楼主:方唐ABC  时间:2022-06-17 15:57:39
今天起,在天涯发个长篇。

这个故事,是当年我的一个老哥讲给我的,情节有些离奇,我一直不太相信。他当年也跟我说,你听听就罢了,不必过于当真。

现在,这个人已经过世,我想来想去,不管真假,权且讲出来大家看看,信则以,不信也罢。权当给大家无聊或者悲催的生活添个乐子。

当然,这其中有再创作的过程,如果哪些情节失真或者过于扯淡,大家一笑置之,也不必过于当真。

疫情当前,生活不易,愿大家各自珍重。

楼主:方唐ABC  时间:2022-06-17 16:08:11
当你得到毒品,你将失去一切

早安芝加哥

(一)

尘归尘,土归土,观音的归观音,耶稣的归耶稣。

詹姆斯•惠斯勒(James L Whistler)

用这句话作为开头怎么样?我说这句话是因为想起一个人,这人叫詹姆斯•惠斯勒,不是那个印象派画家,我说的这个詹姆斯•惠斯勒,是我住在美国时我房东惠斯勒太太家的三小子。这人是个毒贩,每次送完货回来就坐在床上一边数钱一边念叨这句话。零钱放一摞,说声:“尘归尘”;10美元的放一摞;说声:“土归土”,20美元又一摞;说声:“观音的归观音”,最后是50、100美元的再一摞,说声:“耶稣的归耶稣”。

这个小惠大概15,6岁的样子,不贩毒的时候其实是个挺可爱的小孩儿。他没上过几天学,数学也就学到勉强分得清不同面值钞票的程度。这孩子十二岁起开始替人送货,十五岁就已经是南部几个学校最大的供货商了,他从前上学的那所学校有不少老师学生都从他手里拿货,据说“价钱公道、童叟无欺”,而且随叫随到,口碑非常好。
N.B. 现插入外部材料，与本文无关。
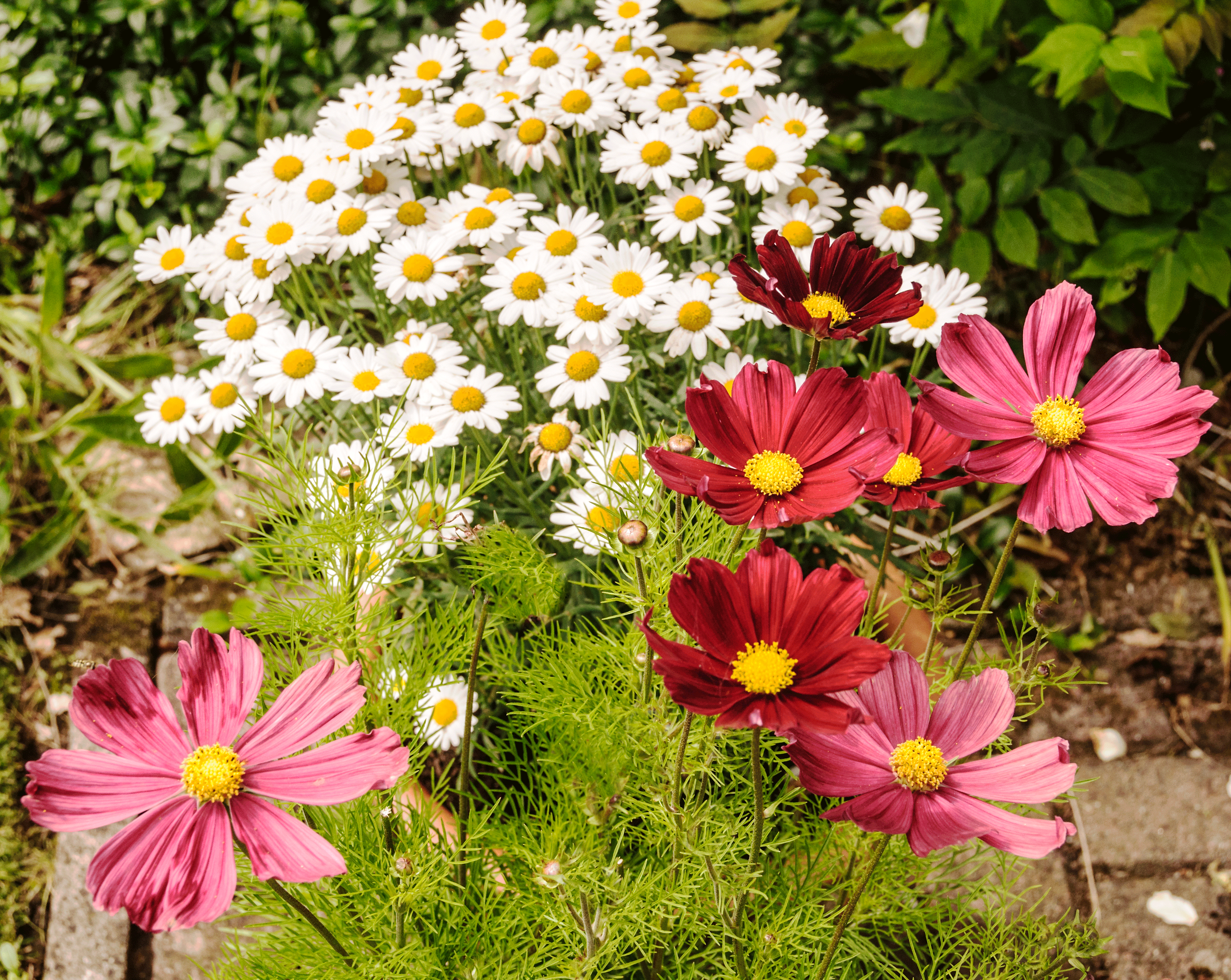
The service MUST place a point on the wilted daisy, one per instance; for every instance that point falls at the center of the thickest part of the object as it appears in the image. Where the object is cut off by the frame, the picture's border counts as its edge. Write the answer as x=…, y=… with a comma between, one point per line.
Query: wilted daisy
x=234, y=336
x=558, y=441
x=687, y=211
x=166, y=255
x=172, y=409
x=945, y=297
x=694, y=314
x=417, y=431
x=419, y=265
x=893, y=220
x=292, y=366
x=229, y=398
x=762, y=158
x=580, y=372
x=479, y=399
x=574, y=238
x=528, y=286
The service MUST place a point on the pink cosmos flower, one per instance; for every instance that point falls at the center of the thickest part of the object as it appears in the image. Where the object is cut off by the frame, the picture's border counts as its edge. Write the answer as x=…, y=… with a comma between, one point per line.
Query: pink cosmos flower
x=899, y=768
x=174, y=866
x=1113, y=445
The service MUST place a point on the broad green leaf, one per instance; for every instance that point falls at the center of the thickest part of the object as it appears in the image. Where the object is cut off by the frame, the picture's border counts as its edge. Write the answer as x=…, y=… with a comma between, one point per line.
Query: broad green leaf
x=1115, y=190
x=1017, y=238
x=1068, y=215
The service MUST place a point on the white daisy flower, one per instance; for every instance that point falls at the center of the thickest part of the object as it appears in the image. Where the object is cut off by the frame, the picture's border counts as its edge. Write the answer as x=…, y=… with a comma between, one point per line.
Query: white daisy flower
x=234, y=336
x=441, y=711
x=558, y=441
x=946, y=298
x=589, y=519
x=229, y=398
x=580, y=372
x=694, y=314
x=417, y=431
x=294, y=366
x=893, y=220
x=574, y=238
x=627, y=279
x=685, y=212
x=762, y=158
x=419, y=265
x=172, y=409
x=428, y=63
x=169, y=254
x=528, y=287
x=419, y=366
x=479, y=399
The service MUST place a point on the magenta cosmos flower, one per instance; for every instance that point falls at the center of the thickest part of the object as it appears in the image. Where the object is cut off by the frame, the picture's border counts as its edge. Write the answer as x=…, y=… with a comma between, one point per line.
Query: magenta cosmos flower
x=1112, y=444
x=174, y=866
x=791, y=456
x=930, y=450
x=775, y=646
x=900, y=766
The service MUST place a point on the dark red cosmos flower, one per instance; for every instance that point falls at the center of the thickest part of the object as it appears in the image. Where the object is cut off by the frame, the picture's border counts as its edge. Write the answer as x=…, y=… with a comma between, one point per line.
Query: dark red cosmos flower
x=930, y=450
x=791, y=456
x=847, y=290
x=775, y=647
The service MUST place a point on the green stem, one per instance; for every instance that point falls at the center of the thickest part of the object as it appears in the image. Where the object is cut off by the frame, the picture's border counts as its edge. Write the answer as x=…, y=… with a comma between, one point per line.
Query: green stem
x=988, y=599
x=878, y=850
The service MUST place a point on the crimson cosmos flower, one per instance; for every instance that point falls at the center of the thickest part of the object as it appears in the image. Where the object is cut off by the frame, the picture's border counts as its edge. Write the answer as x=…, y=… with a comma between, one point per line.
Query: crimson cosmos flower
x=791, y=456
x=1113, y=444
x=899, y=768
x=846, y=292
x=775, y=647
x=930, y=450
x=174, y=866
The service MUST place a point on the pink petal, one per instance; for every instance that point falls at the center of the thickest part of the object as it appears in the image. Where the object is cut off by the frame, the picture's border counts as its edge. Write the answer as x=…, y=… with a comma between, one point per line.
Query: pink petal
x=280, y=846
x=76, y=790
x=172, y=868
x=1054, y=495
x=221, y=685
x=1059, y=330
x=1031, y=774
x=117, y=707
x=335, y=772
x=316, y=705
x=972, y=714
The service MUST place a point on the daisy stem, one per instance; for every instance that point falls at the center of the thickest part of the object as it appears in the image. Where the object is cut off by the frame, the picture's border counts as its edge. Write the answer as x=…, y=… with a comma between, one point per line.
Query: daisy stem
x=878, y=850
x=988, y=599
x=312, y=921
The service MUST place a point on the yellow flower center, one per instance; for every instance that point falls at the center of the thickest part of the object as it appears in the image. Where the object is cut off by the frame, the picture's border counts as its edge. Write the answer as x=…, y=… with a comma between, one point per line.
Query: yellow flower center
x=764, y=669
x=695, y=316
x=897, y=218
x=827, y=305
x=213, y=774
x=627, y=284
x=445, y=713
x=919, y=765
x=468, y=398
x=760, y=158
x=418, y=268
x=532, y=132
x=556, y=438
x=223, y=396
x=173, y=409
x=528, y=286
x=581, y=366
x=772, y=473
x=798, y=234
x=1058, y=421
x=469, y=115
x=905, y=472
给他供货的上家就是他亲大哥,惠斯勒家的长子,外号“爆炸”,真名叫什么我也不知道。但我跟这位“爆炸”先生颇有渊源,算是“生意上的朋友”。当年我仓皇逃出学校之后,也是多亏了“爆炸”在他们家楼上给我找了间房子落脚安身。尽管这房子上下漏水、左右窜风,但好歹免了我露宿街头之苦。
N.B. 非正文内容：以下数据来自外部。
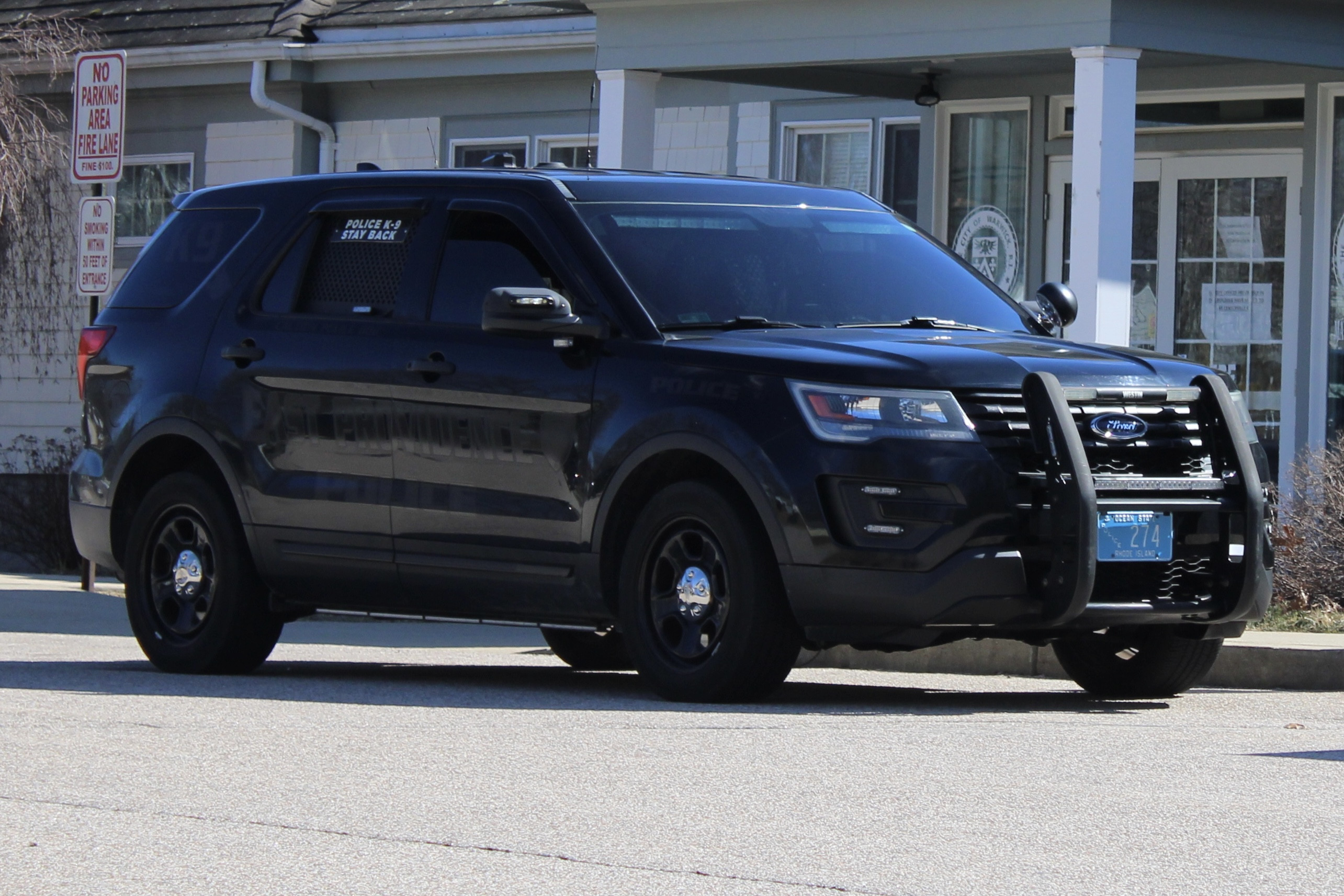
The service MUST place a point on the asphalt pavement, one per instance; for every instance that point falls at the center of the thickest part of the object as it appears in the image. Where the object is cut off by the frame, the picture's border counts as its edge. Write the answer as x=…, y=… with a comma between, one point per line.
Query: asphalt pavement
x=421, y=758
小惠对他大哥无比崇拜,据他说“爆炸”是个大买卖人,掌管着几条街的“生意”,且为人谦和慈祥、乐善好施。这一点我不敢苟同,在我看来,乃兄并非正常人类,虽然智商看上去比他弟弟略高,但精神状态很不稳定,时常发动“狂暴”技能,热狗里的香肠稍微短些都有可能掏出枪来干了小贩。这货有一支马格南手枪,整天插在裤裆里,跟老二一起随身携带,稍不如意就掏出来对着别人比比划划。如果当时不是走投无路,我绝不会跟“爆炸”这样的人打交道,就这野猪一样的脾气,搞不好哪天连他自己的亲妈都一枪崩了,这种事在美国可不算少见。

比起他的野猪大哥,小惠的脾气就温顺许多。他每次数钱念叨“尘归尘、土归土……”,并非参透了人生的终极奥义,只是为了把赚来的钱按用途分门别类而已。“耶稣的归耶稣”指的是他要交给他大哥的那部分钱,这是他做“地区总代”的代理费;“观音的归观音”,是要交给他妈妈惠斯勒太太的部分。提起惠大妈,小惠就眼泪汪汪,说妈妈含辛茹苦养大他们不容易,有他小惠的一“刀勒(dollar)”,就有他妈的一“考特(quarter)”,一个美利坚小黑倒有怀橘遗亲卧冰求鲤的汉唐遗风,倒很出乎我的意料;“尘归尘”的部分按他自己的说法是他爱好佛学,这是他转投佛门的“研究基金”;“土归土”就是这厮的“日常开销”了。

我第一次听见小惠先生念叨“观音”的时候错听成了“光洋”,我还纳闷怎么老黑现在贩毒不收美刀改收“袁大头”了?后来这货贩毒闲暇之余专门跑来跟我探讨“佛学问题”,说他一直以来对佛教文化充满敬仰并深有研究,然后问我“观世音”到底男的女的?还问我说像他这样“已经被上帝遗弃了的羔羊”,能不能转投到“观世音”的门下,做一个“慈悲的毒贩”?我当时认为他的脑袋可能被他的野猪大哥给踢了,就跟他说我和观世音不熟,你到街上找个印度阿三问一问,佛教是从他们那儿传出来的。结果这货急了,说我敷衍他,大声质问我说:“菩萨都不嫌弃我,你敢嫌弃我?”还说:“你们中国人一离开自己的国家就忘记了传统,我知道你们中国人都留辫子,就像《轰天炮》里面的Jet Li(李连杰)一样,可是这里的中国人都没有辫子,太让人失望了,那么酷的辫子都不要了。你们忘记了自己来自哪里,我可还记得我们家祖先戴着锁链来自遥远的非洲。” 美国黑人的碎嘴子天下闻名,小惠似乎犹胜一筹。听完这货的话,一贯冷静的我瞬时变得非常凌乱,为了尽快结束这场谈话,我抬脚把他蹬出了房门。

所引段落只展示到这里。